Germany in talks on further payout for 1972 Olympics victims

The German government says it is in talks over further compensation for victims of the attack on the Munich Olympics, as the 50th anniversary of the atrocity approaches.

Germany in talks on further payout for 1972 Olympics victims

Ahead of the commemoration in September, relatives of the Israelis killed have indicated they are unhappy with what Germany is offering.

“Conversations based on trust are taking place with representatives of the victims’ families,” a German interior ministry spokesman told AFP when asked about the negotiations.

He did not specify who would benefit or how much money had been earmarked, saying only that any package would “again” be financed by the federal government, the state of Bavaria and the city of Munich.

On September 5th, 1972, eight gunmen broke into the Israeli team’s flat at the Olympic village, shooting dead two and taking nine Israelis hostage, threatening to kill them unless 232 Palestinian prisoners were released.

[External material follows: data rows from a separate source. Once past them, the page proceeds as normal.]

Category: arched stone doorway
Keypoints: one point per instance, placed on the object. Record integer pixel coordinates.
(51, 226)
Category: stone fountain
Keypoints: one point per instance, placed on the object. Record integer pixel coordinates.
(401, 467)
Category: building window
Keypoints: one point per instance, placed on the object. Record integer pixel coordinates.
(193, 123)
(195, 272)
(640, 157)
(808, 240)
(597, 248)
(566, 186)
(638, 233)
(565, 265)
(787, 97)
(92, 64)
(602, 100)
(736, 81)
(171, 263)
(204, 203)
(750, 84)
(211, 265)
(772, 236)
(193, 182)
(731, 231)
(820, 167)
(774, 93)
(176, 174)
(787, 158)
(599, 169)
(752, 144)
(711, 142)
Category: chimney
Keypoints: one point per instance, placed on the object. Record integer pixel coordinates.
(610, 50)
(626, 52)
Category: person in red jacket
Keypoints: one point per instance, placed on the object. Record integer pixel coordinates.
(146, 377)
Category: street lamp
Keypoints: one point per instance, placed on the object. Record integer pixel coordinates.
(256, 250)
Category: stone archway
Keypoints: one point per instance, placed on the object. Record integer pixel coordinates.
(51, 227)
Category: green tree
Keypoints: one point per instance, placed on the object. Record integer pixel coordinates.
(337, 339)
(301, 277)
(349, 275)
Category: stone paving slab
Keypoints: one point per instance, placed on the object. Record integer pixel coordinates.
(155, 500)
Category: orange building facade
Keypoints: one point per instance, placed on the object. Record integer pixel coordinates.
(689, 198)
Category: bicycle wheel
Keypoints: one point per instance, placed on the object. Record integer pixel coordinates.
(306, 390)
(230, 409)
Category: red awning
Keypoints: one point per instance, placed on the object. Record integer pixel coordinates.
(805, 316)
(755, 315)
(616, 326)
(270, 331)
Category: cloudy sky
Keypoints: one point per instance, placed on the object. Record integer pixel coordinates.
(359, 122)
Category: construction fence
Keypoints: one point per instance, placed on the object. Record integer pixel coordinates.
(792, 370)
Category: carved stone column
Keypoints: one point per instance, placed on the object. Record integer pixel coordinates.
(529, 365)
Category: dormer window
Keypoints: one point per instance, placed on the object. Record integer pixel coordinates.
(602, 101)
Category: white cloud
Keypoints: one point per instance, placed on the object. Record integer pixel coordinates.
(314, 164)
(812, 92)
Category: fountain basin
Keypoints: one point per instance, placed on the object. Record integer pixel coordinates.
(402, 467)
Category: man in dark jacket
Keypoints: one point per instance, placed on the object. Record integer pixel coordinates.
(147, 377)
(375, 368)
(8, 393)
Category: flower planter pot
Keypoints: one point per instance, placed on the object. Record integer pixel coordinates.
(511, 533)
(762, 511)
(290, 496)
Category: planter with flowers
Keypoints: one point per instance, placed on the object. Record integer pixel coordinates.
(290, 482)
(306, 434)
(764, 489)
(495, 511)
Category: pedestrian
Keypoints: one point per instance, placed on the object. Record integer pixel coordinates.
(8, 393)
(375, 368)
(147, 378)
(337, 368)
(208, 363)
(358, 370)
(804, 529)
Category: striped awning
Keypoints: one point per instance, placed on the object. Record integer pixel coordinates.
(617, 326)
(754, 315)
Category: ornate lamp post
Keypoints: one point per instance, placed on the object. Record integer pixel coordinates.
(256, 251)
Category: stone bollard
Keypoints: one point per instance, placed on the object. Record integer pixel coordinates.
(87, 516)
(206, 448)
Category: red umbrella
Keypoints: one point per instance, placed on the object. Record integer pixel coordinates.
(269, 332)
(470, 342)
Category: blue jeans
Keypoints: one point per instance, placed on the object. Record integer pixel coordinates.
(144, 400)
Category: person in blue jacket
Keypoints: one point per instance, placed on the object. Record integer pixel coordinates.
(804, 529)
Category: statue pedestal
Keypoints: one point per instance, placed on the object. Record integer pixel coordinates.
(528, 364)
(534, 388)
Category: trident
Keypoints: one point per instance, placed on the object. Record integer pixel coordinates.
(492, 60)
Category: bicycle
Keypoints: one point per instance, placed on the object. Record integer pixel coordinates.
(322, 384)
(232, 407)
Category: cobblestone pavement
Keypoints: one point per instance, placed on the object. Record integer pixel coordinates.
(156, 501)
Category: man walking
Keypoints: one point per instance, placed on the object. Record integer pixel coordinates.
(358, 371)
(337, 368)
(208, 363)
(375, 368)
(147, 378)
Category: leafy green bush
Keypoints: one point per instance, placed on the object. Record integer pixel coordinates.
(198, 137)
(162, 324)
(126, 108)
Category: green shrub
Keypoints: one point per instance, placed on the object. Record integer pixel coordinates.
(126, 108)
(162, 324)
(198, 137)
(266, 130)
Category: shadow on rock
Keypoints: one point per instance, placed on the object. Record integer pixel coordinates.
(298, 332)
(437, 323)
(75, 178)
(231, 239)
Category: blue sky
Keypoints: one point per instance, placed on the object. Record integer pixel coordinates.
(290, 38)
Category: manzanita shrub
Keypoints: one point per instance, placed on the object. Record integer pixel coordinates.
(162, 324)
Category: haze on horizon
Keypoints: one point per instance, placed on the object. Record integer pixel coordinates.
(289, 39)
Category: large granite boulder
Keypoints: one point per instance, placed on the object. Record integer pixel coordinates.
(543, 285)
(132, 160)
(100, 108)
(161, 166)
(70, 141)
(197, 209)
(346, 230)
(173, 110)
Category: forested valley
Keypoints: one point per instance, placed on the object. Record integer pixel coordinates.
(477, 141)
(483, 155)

West German police responded with a bungled rescue operation in which all nine hostages were killed, along with five of the eight hostage-takers and a police officer.

An armed police officer in a tracksuit secures the block where terrorists  held Israeli hostages at the Olympic Village in Munich on 5th September 1972.

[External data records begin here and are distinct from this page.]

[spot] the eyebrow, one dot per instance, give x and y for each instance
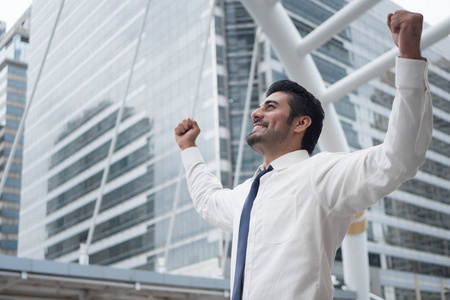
(267, 102)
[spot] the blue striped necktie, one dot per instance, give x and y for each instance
(243, 236)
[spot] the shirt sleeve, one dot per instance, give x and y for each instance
(349, 183)
(214, 203)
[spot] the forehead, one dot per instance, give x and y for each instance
(280, 97)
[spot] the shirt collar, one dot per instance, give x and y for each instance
(287, 160)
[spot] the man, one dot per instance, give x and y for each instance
(285, 240)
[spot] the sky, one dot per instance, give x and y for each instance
(433, 10)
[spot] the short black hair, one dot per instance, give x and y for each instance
(302, 103)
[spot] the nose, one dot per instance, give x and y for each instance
(257, 114)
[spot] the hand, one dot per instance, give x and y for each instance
(186, 133)
(406, 28)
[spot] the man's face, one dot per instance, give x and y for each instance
(270, 122)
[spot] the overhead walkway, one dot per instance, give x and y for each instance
(23, 278)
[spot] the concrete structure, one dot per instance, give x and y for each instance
(158, 62)
(13, 87)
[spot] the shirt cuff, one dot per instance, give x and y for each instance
(191, 156)
(410, 73)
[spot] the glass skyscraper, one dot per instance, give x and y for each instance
(84, 81)
(13, 88)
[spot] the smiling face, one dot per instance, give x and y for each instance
(270, 123)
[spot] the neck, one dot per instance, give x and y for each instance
(270, 157)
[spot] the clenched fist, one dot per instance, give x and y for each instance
(186, 133)
(406, 29)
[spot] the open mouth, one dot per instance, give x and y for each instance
(258, 126)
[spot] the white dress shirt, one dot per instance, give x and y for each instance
(306, 204)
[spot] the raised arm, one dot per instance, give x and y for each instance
(349, 183)
(214, 203)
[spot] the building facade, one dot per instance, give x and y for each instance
(192, 60)
(13, 87)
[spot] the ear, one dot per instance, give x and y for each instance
(301, 123)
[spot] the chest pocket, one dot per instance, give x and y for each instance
(278, 216)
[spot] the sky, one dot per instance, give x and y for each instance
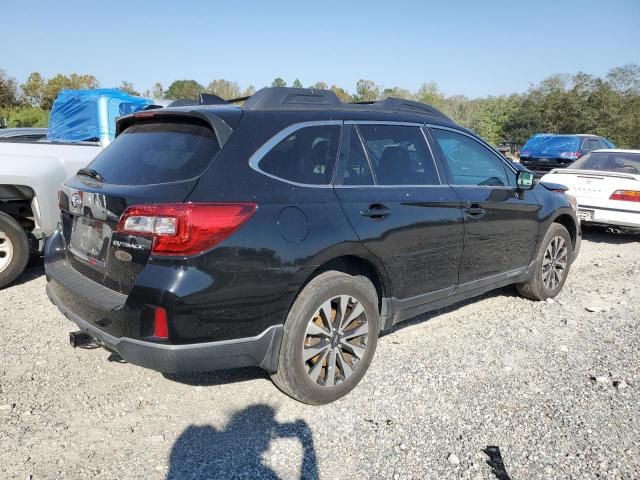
(474, 48)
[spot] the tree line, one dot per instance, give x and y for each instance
(580, 103)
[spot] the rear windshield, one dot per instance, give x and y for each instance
(150, 153)
(609, 162)
(550, 145)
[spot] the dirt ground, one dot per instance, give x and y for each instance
(495, 386)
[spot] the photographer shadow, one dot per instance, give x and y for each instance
(236, 452)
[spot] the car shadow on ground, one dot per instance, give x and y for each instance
(236, 451)
(600, 235)
(35, 269)
(221, 377)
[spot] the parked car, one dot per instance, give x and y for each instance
(290, 232)
(32, 169)
(23, 134)
(606, 184)
(545, 151)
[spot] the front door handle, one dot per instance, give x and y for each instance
(376, 210)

An armed police officer in a tracksuit secures the block where terrorists held Israeli hostages at the Olympic Village in Munich on 5th September 1972. Photo: picture alliance / dpa | Horst Ossingert

The spokeswoman for the victims’ families, Ankie Spitzer, told the German media group RND that the amount currently on the table was “insulting” and threatened a boycott of this year’s commemorations.

She said Berlin was offering a total of €10 million including around €4.5 million already provided in compensation between 1972 and 2002 — an amount she said did not correspond to international standards. 

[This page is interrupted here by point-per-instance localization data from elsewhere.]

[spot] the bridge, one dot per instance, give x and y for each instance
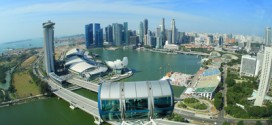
(82, 83)
(76, 101)
(193, 53)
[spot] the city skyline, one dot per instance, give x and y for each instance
(190, 16)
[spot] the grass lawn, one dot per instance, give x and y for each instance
(24, 85)
(28, 61)
(178, 90)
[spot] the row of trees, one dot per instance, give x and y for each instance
(218, 101)
(44, 87)
(3, 70)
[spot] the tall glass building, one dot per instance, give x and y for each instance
(267, 37)
(117, 34)
(109, 33)
(141, 32)
(98, 33)
(126, 33)
(135, 100)
(49, 57)
(89, 35)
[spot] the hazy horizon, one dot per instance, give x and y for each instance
(23, 19)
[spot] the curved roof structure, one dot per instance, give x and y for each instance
(118, 64)
(81, 67)
(135, 100)
(73, 60)
(74, 51)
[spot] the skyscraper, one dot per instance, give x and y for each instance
(163, 32)
(267, 37)
(146, 37)
(174, 32)
(89, 35)
(117, 34)
(265, 79)
(220, 41)
(49, 57)
(145, 26)
(169, 36)
(126, 34)
(158, 38)
(98, 33)
(141, 33)
(109, 37)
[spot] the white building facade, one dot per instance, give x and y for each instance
(265, 79)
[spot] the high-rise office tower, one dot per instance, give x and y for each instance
(89, 35)
(145, 26)
(163, 32)
(169, 36)
(117, 34)
(209, 40)
(141, 33)
(49, 57)
(158, 38)
(126, 33)
(109, 37)
(98, 33)
(174, 34)
(265, 79)
(267, 37)
(146, 32)
(220, 41)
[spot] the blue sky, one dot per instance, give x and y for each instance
(21, 19)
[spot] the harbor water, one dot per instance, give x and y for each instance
(53, 111)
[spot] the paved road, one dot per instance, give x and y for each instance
(87, 85)
(74, 99)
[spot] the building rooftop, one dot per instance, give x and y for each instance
(210, 72)
(72, 60)
(206, 89)
(48, 24)
(81, 67)
(208, 81)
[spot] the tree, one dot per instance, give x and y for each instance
(218, 101)
(226, 123)
(258, 123)
(240, 123)
(269, 121)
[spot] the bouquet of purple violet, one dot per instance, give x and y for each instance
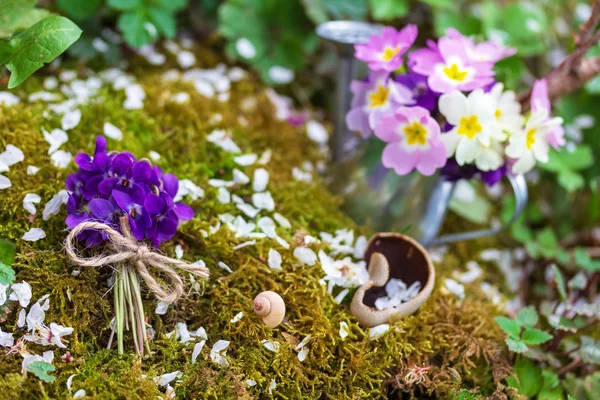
(119, 200)
(444, 109)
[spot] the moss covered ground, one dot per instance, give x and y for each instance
(458, 340)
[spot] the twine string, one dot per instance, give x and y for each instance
(125, 248)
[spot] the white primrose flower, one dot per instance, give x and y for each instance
(532, 144)
(508, 110)
(471, 140)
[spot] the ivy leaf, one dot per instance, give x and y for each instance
(530, 377)
(509, 326)
(137, 29)
(39, 44)
(41, 369)
(590, 350)
(126, 5)
(534, 337)
(386, 10)
(7, 274)
(560, 282)
(7, 252)
(11, 12)
(163, 21)
(78, 9)
(515, 345)
(527, 317)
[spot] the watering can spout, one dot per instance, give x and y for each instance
(344, 35)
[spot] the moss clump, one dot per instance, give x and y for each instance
(445, 335)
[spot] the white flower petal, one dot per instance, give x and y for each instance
(34, 234)
(274, 259)
(54, 205)
(261, 179)
(305, 255)
(245, 160)
(11, 155)
(61, 159)
(29, 200)
(21, 292)
(344, 330)
(197, 349)
(316, 132)
(111, 131)
(71, 119)
(32, 170)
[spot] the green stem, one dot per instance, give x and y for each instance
(139, 307)
(129, 305)
(119, 309)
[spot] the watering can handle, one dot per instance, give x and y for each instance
(519, 188)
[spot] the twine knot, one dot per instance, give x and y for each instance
(125, 248)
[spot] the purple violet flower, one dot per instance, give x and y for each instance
(110, 185)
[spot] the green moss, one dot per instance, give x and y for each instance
(446, 335)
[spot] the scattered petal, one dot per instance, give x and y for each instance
(34, 234)
(29, 200)
(305, 255)
(237, 317)
(112, 132)
(275, 259)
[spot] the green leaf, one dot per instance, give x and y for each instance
(28, 18)
(7, 274)
(560, 282)
(448, 4)
(171, 5)
(137, 29)
(385, 10)
(7, 252)
(465, 24)
(39, 44)
(11, 12)
(509, 326)
(583, 260)
(78, 9)
(163, 21)
(590, 350)
(527, 317)
(530, 377)
(126, 5)
(548, 243)
(551, 379)
(516, 345)
(41, 369)
(315, 10)
(534, 337)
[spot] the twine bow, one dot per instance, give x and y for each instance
(126, 248)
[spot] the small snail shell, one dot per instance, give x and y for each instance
(270, 306)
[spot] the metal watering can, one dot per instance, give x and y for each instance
(376, 195)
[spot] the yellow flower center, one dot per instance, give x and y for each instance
(390, 53)
(454, 73)
(379, 97)
(415, 134)
(530, 138)
(469, 126)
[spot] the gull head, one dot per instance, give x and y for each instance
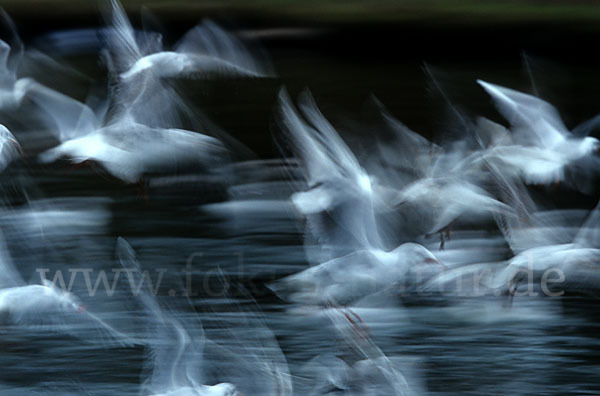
(589, 145)
(364, 182)
(420, 263)
(66, 300)
(224, 389)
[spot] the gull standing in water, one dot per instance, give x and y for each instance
(339, 210)
(544, 147)
(49, 306)
(176, 349)
(125, 148)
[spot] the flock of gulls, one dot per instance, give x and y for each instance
(388, 217)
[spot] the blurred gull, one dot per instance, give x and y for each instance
(339, 208)
(543, 144)
(175, 356)
(10, 149)
(206, 49)
(124, 147)
(49, 306)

“We are angry and disappointed,” said Spitzer, the widow of fencing coach Andre Spitzer who was killed in the attack. “We never wanted to talk publicly about money but now we are forced to.”

RND reported that the German and Israeli governments would like to see an accord by August 15th.

The interior ministry spokesman said that beyond compensation, Germany intended to use the anniversary for fresh “historical appraisal, remembrance and recognition”.

He said this would include the formation of a commission of German and Israeli historians to “comprehensively” establish what happened “from the perspective of the year 2022”.

This would lead to “an offer of further acts of acknowledgement of the relatives of the victims of the attack” and the “grave consequences” they suffered.